OBJECTIVE: To formulate an oral suspension of nifedipine for paediatric use and to assess its content uniformity as well as the microbiological and physical stabilities of the hypromellose solution that was used in the formulation. METHOD: Six concentrations (0.5-3.0%) of hypromellose colloids and water as a blank were compounded with nifedipine, both as a powder and as crushed tablets, to a concentration of 1 mg/mL. Four different screening tests were used to find the most homogenous and dose-accurate combination. First, nifedipine suspensions were stored in vials for one month and visual homogenity of the redispersed suspensions was observed. Second, the homogenity of the suspensions was studied by measuring the nifedipine concentration from upper, middle and lower parts of the redispersed suspension. Next, the nifedipine concentration was measured from the suspensions immediately, 1 min and 2 min after shaking to ensure dose accuracy during the administration period.

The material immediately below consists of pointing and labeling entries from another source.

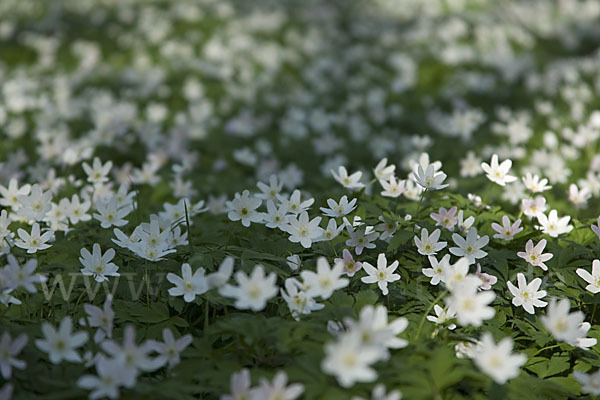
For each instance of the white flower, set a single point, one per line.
(109, 214)
(189, 286)
(348, 181)
(471, 306)
(278, 389)
(36, 204)
(350, 360)
(437, 270)
(294, 262)
(554, 226)
(383, 172)
(222, 275)
(77, 210)
(97, 173)
(60, 344)
(592, 279)
(527, 295)
(469, 247)
(275, 217)
(470, 166)
(350, 266)
(132, 356)
(294, 203)
(487, 280)
(34, 241)
(302, 230)
(564, 326)
(497, 360)
(252, 291)
(582, 341)
(382, 274)
(590, 383)
(375, 331)
(325, 281)
(428, 245)
(534, 184)
(445, 218)
(22, 276)
(533, 207)
(111, 374)
(97, 264)
(578, 197)
(466, 224)
(534, 255)
(332, 230)
(170, 349)
(270, 192)
(386, 228)
(506, 231)
(596, 228)
(498, 173)
(340, 209)
(9, 350)
(442, 316)
(360, 239)
(243, 207)
(429, 179)
(458, 274)
(393, 188)
(298, 301)
(101, 318)
(10, 195)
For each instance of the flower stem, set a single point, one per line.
(434, 302)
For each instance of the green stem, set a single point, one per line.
(545, 348)
(434, 302)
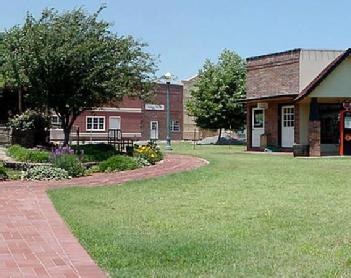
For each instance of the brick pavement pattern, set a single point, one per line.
(34, 240)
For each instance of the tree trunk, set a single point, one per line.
(66, 132)
(219, 135)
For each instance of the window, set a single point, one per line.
(175, 126)
(258, 118)
(95, 123)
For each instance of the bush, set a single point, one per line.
(118, 163)
(70, 163)
(46, 173)
(3, 174)
(27, 155)
(150, 152)
(30, 129)
(95, 152)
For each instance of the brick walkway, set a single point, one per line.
(34, 240)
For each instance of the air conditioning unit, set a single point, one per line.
(262, 105)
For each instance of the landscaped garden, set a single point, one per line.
(74, 161)
(243, 215)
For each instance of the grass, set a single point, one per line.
(243, 215)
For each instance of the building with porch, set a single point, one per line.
(294, 100)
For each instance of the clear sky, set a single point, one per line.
(186, 32)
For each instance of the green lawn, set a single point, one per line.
(244, 215)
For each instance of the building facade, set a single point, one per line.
(295, 99)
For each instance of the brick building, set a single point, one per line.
(294, 99)
(136, 119)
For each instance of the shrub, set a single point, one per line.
(70, 163)
(118, 163)
(3, 174)
(142, 162)
(27, 155)
(30, 120)
(46, 173)
(150, 152)
(95, 152)
(62, 150)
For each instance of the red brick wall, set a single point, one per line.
(274, 74)
(130, 122)
(140, 122)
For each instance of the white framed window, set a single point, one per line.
(288, 116)
(95, 123)
(175, 126)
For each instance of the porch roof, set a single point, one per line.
(324, 73)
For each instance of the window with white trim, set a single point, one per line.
(175, 126)
(95, 123)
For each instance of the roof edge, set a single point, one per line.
(323, 74)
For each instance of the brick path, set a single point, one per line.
(34, 240)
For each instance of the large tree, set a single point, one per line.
(216, 97)
(70, 62)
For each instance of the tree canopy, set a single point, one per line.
(216, 94)
(71, 61)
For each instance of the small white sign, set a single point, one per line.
(156, 107)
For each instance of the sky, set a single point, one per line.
(184, 33)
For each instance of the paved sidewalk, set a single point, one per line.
(34, 240)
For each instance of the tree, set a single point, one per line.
(216, 94)
(70, 62)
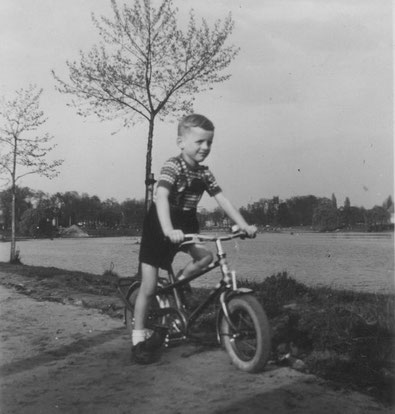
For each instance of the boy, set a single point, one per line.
(181, 184)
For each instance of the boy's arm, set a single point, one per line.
(234, 214)
(163, 209)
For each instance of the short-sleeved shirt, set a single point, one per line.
(186, 184)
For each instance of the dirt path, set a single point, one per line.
(59, 358)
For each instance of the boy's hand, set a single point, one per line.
(175, 236)
(250, 231)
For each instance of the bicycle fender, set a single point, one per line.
(223, 311)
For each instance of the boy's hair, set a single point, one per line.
(194, 120)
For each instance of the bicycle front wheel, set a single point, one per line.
(247, 338)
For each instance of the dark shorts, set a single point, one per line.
(155, 249)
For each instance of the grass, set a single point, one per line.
(344, 336)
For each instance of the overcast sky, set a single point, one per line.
(308, 109)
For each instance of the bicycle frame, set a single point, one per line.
(224, 290)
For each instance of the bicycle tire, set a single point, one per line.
(249, 346)
(152, 319)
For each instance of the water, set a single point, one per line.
(357, 261)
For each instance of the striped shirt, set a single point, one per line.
(186, 184)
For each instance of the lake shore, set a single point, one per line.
(344, 337)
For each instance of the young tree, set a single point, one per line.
(22, 152)
(146, 67)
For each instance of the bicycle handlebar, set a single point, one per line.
(195, 238)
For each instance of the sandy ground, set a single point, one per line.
(60, 358)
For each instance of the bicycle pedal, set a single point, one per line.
(174, 338)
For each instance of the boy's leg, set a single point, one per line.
(144, 297)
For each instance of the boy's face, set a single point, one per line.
(195, 145)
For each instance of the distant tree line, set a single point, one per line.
(321, 214)
(40, 215)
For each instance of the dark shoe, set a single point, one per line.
(156, 340)
(141, 354)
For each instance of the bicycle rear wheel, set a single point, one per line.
(248, 342)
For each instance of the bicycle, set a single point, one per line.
(241, 322)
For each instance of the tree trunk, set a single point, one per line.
(13, 236)
(149, 177)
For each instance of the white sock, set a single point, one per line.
(140, 335)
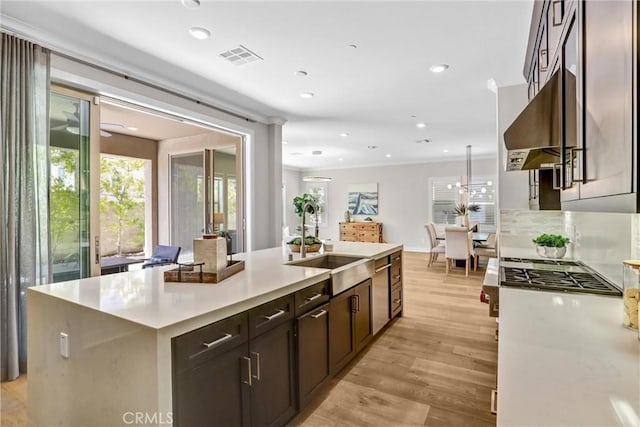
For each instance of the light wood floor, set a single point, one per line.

Finally, suspensions were packaged into oral disposable syringes and nifedipine concentrations were determined after one month of storage. Content uniformity of the packaged single-dose syringe suspensions was studied according to a method established by the European Pharmacopoeia. Microbiological stability, density, pH, osmolality, viscosity and surface tension of the hypromellose solution were studied over a 12-month storage period. RESULTS: From the results of the screening tests of hypromellose solution, 1.0% hypromellose was chosen as the vehicle for nifedipine enteral suspensions, made from both crushed tablets and nifedipine powder. Nifedipine suspensions made from hypromellose 1.0% were easiest to redisperse as a homogenous solution, and it also appeared best on visual inspection. The content uniformity of the suspension complied with the test recommended by the European Pharmacopoeia. The 1.0% hypromellose solution was found to be microbiologically stable for 6 months and physically stable for 12 months.

Enteral suspension of nifedipine for neonates. Part 2. Stability of an extemporaneously compounded nifedipine suspension.

OBJECTIVE: To investigate the chemical, microbiological and physical stability of an extemporaneously prepared nifedipine oral suspension, packaged in disposable syringes and prepared in a hospital pharmacy for paediatric use. METHODS: Two different suspensions were prepared, from nifedipine tablets and drug powder, by using an autoclaved 1.0% solution of hypromellose as the vehicle. The final theoretical drug concentration was 1 mg/mL. Doses of 1.0 ml were packaged into a 2 ml syringe with a cap. Nifedipine suspensions were stored under three conditions: at room temperature (22 degrees C), in a refrigerator (6 degrees C) protected from light, and at room temperature (22 degrees C) exposed to artificial daylight (400 lux) under controlled circumstances. The nifedipine concentration was measured in suspensions protected from light on days 0, 1, 3, 5, 7, 14, 21 and 28, and in suspensions exposed to light at 0, 3, 6, 18 and 24 h, and on days 2, 3, 5 and 7 after preparation. Nifedipine was analysed by a reproducible and validated stability-indicating HPLC-method. Microbiological and physical stability of the nifedipine suspension samples protected from light were examined for 28 days. RESULTS: Mean nifedipine concentration remained over 90% of the initial concentration throughout the 4-week study period in light-protected unit-dose suspensions, prepared from either crushed tablets or drug powder with hypromellose 1.0%. When exposed to light, however, nifedipine decomposed rapidly. Photodegradation of nifedipine exceeded 25% within 3 h and was essentially complete within 7 days. CONCLUSION: In the University Hospital of Kuopio, newborns have been treated with nifedipine suspension prepared from tablets, and preliminary experiences with administration of suspension have been encouraging. It may also be possible to apply this methodology to other medicines used in paediatrics.